30.一房の花
おいしいケーキを食べながら、私たちはクレインとフェザントの文化の違いなどの話で盛り上がっていた。
ウィルが一番驚いていたのは、クレインでは子どもを育てるのは〝師匠〟と呼ばれる魔法使いであることが一般的で、産みの親とは一年に数回会えばいい方だ、という下りだった。
「じゃあシャロンもその師匠に育ててもらったの?」
「育ててもらったというか、現在進行形というか……」
「どういうこと?」
「…修行中の身なので」
「修行…確かテリーもそんなこと言ってたね。具体的に何を修めれば一人前なの?」
何を…何を…う〜む…。
「ウィルに話すのも変な話なんだけど、私、実は天才だったの」
「……へぇ」
へぇ、じゃないってば。
「信じてないでしょ!そうでしょうね!でも何でかは秘密!キミツジコウだから」
「…君相手だと諜報活動も楽だろうね」
満たされたお腹を抱えながら、円形の広場をブラブラ歩く。
「とにかく!私は生まれた頃から天才で、何でもできたの!こうやって……」
パチンと指を鳴らす。
取り出したのは一房の花。
目を見開くウィルのジャケットの胸ポケットにそれをさす。
「とにかく、何だってできる…はずなのに、私は魔法が何なのかちっともわかって無いって。未来視だって失敗しちゃったし……」
「…え?」
未来視…未来視?
「あーー!!ちょっとウィル!こんな事してる場合じゃないでしょ!!こんなところ彼女に見られたら…!!」
「は?」
「私は修羅場とかごめんだから!!さっ、早く帰ろう!走って!…転移…いやダメダメ!やっぱり走って!」
「ちょ、ちょっとシャロン、彼女って…」
「何言ってんの!リーナさん!恋人なんでしょ!?」
「……は?」
「あーるじ、どうでした?可愛い女の子とのデートは。僕に感謝してくださいよねって、どうしたんですか?何かこの部屋ブリザード吹いてます?」
「……………。」
「あ、珍しいですねー、花なんか飾って。なんですっけ、これ。よく見るような……」
「触るな」
「はい!?何なんですか!怖いんですけど!」
「……………。」
いつどこで僕とカロリーナ・バーンズが恋人同士だという誤解が生じたのか、皆目見当がつかない。
彼女の頭の中を覗いて、そのきっかけを一つ一つ潰したいところだが、僕はあいにく彼女のような魔法使いでは無い。
何度も違うと説明してはみたが、何となく伝わっていない気がする。
「……難しい」
記憶が戻ってからというもの、頭の中の靄は確かに晴れた。
不思議なもので、〝忘れていた〟ということさえ信じられないほど、すんなりと彼女は僕の中に戻って来た。
だけれどそれと引き換えに…変な焦燥感に駆られる。
彼女のことを知れば知るほど、存在が遠くなる。
隣の国でありながら、全く違う理で成り立つ世界。その存在を対外的に隠し続けられる恐ろしいほどの力。
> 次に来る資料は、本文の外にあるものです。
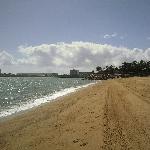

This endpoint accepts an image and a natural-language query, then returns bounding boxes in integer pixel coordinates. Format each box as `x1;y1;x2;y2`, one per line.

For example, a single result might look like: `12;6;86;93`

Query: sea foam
0;83;95;118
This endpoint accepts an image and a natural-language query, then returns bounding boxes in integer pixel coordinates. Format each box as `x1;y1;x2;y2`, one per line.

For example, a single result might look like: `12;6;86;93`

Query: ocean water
0;77;94;118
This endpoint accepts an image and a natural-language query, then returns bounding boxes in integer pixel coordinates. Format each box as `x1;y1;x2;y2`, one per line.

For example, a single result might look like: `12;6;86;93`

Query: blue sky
0;0;150;71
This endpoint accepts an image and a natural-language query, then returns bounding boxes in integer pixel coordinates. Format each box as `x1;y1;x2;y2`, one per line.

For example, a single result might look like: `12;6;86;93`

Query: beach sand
0;77;150;150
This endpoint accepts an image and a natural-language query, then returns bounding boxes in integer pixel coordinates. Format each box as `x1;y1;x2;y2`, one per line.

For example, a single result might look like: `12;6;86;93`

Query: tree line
89;60;150;79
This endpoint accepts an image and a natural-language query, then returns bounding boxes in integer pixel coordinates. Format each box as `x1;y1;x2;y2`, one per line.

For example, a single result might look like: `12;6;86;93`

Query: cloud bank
0;42;150;73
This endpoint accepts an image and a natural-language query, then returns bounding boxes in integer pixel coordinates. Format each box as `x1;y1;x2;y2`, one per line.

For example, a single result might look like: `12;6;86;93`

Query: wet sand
0;77;150;150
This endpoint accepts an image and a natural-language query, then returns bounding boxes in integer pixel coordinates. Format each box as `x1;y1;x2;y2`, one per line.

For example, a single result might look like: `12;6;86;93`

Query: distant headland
0;60;150;80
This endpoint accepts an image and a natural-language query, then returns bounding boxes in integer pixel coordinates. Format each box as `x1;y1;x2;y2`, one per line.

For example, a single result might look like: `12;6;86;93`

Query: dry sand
0;77;150;150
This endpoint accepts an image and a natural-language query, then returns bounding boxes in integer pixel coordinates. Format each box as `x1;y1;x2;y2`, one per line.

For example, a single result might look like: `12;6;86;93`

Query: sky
0;0;150;73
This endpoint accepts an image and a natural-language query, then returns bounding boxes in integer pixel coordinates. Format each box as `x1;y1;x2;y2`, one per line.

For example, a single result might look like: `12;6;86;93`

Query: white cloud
0;42;150;73
0;51;15;66
104;33;117;39
147;37;150;40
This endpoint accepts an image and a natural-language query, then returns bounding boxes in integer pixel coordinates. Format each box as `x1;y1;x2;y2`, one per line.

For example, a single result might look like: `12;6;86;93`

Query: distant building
70;69;79;78
17;73;58;77
45;73;58;77
79;72;93;78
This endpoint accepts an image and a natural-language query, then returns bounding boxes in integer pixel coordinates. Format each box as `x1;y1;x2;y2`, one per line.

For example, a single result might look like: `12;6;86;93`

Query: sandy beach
0;77;150;150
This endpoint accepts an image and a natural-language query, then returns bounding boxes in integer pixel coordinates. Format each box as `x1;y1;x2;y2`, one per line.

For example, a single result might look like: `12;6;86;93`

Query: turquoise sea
0;77;93;118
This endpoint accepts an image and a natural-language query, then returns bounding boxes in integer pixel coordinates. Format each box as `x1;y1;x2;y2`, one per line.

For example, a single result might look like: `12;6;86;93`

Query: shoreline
0;81;98;123
0;77;150;150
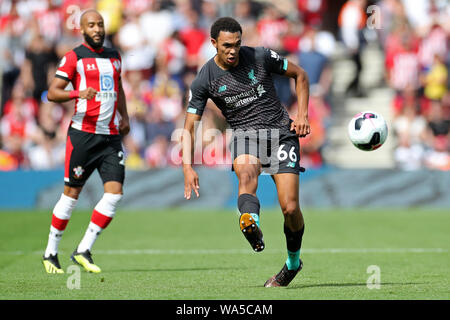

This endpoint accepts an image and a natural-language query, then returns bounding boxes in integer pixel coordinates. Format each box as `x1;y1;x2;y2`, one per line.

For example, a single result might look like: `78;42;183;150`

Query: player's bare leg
264;173;304;287
42;186;82;273
71;181;123;273
233;154;265;252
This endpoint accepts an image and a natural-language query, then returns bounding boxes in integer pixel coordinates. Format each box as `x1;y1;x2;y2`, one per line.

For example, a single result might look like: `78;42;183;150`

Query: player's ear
211;38;217;50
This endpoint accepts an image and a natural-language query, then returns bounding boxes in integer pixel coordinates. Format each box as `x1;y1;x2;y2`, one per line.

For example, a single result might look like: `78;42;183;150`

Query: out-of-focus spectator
257;3;288;51
394;133;425;170
423;54;448;100
393;105;427;144
418;23;448;72
386;25;420;91
117;11;156;72
27;101;67;170
33;0;64;46
157;31;186;77
179;10;208;70
425;136;450;171
21;35;58;101
3;82;39;118
139;0;175;48
198;0;219;30
297;0;327;26
298;28;333;98
0;1;30;110
123;70;153;169
0;85;39;167
338;0;366;96
145;135;169;168
97;0;123;36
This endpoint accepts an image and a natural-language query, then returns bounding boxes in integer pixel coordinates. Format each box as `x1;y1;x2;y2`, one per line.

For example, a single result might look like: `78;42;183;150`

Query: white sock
77;222;103;252
77;193;122;252
44;194;77;257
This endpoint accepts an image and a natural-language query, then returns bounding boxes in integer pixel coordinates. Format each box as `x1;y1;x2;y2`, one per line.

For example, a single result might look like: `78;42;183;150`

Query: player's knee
239;170;258;186
281;200;300;216
95;193;123;218
64;186;83;199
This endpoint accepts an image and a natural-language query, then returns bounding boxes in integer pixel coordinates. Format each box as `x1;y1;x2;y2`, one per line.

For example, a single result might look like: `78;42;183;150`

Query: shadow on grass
109;267;237;273
286;282;423;289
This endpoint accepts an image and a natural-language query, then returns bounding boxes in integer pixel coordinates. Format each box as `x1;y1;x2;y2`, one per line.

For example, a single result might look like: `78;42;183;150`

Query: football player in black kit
182;17;310;287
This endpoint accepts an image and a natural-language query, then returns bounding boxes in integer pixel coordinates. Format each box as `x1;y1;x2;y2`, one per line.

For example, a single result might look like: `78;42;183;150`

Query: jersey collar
83;43;105;53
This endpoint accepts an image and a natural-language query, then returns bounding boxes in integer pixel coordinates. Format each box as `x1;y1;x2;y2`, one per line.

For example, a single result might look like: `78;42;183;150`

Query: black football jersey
187;46;290;134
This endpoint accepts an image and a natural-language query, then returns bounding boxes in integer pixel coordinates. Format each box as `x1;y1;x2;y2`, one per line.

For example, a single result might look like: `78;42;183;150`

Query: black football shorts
64;127;125;187
230;130;300;175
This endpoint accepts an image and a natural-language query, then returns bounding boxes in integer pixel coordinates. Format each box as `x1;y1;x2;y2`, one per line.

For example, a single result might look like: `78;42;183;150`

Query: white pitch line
0;248;448;255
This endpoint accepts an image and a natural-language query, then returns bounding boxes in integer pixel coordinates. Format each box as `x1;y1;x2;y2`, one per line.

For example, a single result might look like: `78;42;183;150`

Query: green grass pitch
0;209;450;300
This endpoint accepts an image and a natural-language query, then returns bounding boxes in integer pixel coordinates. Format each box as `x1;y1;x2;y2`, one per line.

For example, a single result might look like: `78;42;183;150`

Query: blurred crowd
0;0;450;170
380;0;450;170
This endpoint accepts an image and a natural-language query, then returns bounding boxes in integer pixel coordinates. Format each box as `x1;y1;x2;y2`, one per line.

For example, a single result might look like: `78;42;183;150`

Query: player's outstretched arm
285;62;311;138
117;80;130;136
47;77;97;102
181;113;201;200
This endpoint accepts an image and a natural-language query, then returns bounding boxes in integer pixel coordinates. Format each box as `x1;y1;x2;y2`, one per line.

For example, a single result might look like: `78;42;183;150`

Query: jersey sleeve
257;47;288;75
55;51;77;81
187;74;208;116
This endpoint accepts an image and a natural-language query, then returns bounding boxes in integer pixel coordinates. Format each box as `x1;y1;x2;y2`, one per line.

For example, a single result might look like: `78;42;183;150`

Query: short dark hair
211;17;242;40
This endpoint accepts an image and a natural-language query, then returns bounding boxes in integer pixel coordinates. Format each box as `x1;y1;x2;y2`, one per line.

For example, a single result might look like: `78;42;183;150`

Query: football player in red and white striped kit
43;10;130;273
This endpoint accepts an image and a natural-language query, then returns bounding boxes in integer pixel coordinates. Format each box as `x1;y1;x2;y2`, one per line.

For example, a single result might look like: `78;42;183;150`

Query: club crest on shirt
73;166;84;179
113;60;120;72
248;69;258;85
100;74;114;91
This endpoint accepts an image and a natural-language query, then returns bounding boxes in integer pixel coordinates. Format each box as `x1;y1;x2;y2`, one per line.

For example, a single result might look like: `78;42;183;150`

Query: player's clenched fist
183;167;200;200
80;87;97;100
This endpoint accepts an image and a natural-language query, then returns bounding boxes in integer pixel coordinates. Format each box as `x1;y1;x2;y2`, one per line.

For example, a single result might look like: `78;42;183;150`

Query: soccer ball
348;111;388;151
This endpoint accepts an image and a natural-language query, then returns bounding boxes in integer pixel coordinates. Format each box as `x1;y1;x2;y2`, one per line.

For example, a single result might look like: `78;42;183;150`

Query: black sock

テリーはきっと正しかったのだろう。そう、知ったところで………。
だけれど、赤の他人であるよりはマシだ。こうやってカケラを拾い集め続けることができる。
「ディノ…明日王宮に行く。準備を」
「…はっ!」
目下、手元にあるのは300年前の繋がりだけ。それを手繰るところから始めるしかないだろう。
それと、テリーが最後に僕の記憶を戻すことを認めた理由…。
秘密を明かすことを許せるほどの理由…。
ふと彼女が取り出した花を見る。
…絶対に意味がわかってて選んだのでは無い。
だけどもし…ちゃんとわかっててこの花を選んだのならば、君は一体どちらの意味を持たせたのだろう。
無機質な部屋に似合わない青いブルースターを、僕はしばらく眺めていた。